The patient noted a previous medical history of a similar episode 13 years ago, which was confirmed as a fungal infection via pathology from a surgical excision of a soft tissue mass. He was managed by an infectious disease specialist with a two-year course of an antifungal agent. He reports laboratory monitoring throughout this regimen but did not have any corresponding records. Despite resolution of the mass and surrounding pigmented lesions, he noted a brief relapse of small hyperpigmented lesions to the medial and lateral aspects of the same foot in early 2020. They initially resolved spontaneously, then recurred in 2021 with progression to skin thickening, hyperpigmentation, and formation of a mass at the first metatarsophalangeal joint. Social history is negative for travel, with the patient admitting to working in the fields 25 years ago. He does not walk barefoot outside.

He was admitted and underwent a CT with contrast and MRI of the left foot, which revealed a solid mass in the medial forefoot without evidence of abscess/osteomyelitis. A soft tissue mass and bone biopsy were performed, showing histopathology consistent with chromoblastomycosis. Infectious Disease (ID) was consulted, who recommended a 5-year regimen of an antifungal regimen. He was discharged with instructions to follow up with podiatry and ID within one week.

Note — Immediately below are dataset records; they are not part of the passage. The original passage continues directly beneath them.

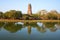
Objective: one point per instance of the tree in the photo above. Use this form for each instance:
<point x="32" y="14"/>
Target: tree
<point x="1" y="14"/>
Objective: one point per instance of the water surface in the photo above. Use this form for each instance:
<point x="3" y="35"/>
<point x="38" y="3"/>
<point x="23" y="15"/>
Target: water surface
<point x="29" y="31"/>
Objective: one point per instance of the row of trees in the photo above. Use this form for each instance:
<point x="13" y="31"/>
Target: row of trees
<point x="12" y="27"/>
<point x="13" y="14"/>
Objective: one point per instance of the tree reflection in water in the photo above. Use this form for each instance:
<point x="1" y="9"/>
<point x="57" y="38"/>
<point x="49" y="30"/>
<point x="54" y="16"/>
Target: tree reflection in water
<point x="12" y="27"/>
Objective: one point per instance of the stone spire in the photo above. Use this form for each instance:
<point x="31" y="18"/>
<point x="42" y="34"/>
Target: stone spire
<point x="29" y="9"/>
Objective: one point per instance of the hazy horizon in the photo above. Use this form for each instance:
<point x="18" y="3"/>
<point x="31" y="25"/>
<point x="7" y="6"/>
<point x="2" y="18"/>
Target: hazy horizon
<point x="22" y="5"/>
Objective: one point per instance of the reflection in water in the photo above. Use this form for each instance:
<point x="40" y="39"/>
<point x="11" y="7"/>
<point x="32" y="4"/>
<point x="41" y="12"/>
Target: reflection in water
<point x="13" y="27"/>
<point x="33" y="28"/>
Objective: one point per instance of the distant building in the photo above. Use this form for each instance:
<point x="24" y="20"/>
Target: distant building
<point x="42" y="12"/>
<point x="29" y="12"/>
<point x="54" y="11"/>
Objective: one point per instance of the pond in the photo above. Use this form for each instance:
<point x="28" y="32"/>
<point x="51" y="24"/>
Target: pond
<point x="29" y="30"/>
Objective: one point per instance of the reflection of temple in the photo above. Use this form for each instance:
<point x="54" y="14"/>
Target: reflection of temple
<point x="29" y="9"/>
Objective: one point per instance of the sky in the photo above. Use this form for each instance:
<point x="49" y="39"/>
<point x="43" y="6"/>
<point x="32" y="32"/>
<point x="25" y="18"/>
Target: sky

Conclusion: This case highlights the diagnostic challenges of chromoblastomycosis, particularly with insidious foot lesions and comorbid conditions like diabetes. The long latency between onset, recurrence, and diagnosis underscores the necessity to maintain a high index of suspicion in patients with prominent risk factors and clinical history. Prompt histopathological identification is paramount for diagnosis, which can lead to proper management and further prevention of sequelae such as malignant transformation.